Sandra L Wolin MD, PhD
Professor of Cell Biology and of Molecular Biophysics and Biochemistry; Vice Chair, Department of Cell Biology
noncoding RNAs; RNA surveillance, RNA damage; autoimmune disease; environmental stress
Noncoding RNAs are involved in an enormous variety of processes. In addition to well-studied noncoding RNAs, such as ribosomal RNAs, tRNAs, and microRNAs, there are numerous noncoding RNAs whose function remains mysterious. Also, many noncoding RNAs must fold into complicated structures and assemble with proteins in order to function. Thus, cells need “RNA surveillance” mechanisms to detect misfolded and defective noncoding RNAs and target them for degradation.

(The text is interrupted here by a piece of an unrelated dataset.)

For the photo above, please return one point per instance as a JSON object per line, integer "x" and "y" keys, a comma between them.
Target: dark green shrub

We study how noncoding RNAs function, how cells recognize and degrade defective RNAs, and how failure to degrade RNA affects cells and contributes to disease. One pathway involves a ring-shaped protein, called Ro, that binds misfolded RNAs in its central cavity and noncoding RNAs called Y RNAs on its outer surface. Ro and Y RNAs are present in both animal cells and bacteria, and we discovered that a bacterial Ro and Y RNA associate with a nuclease to form a new RNA degradation machine. As mice lacking Ro develop a disease resembling systemic lupus erythematosus, Ro may be important for preventing autoimmunity. In a second effort, we are characterizing other RNA surveillance pathways in mammalian cells. We use many techniques, including cell culture, high-throughput sequencing, bioinformatics, mouse and bacterial genetics, biochemistry and cell imaging.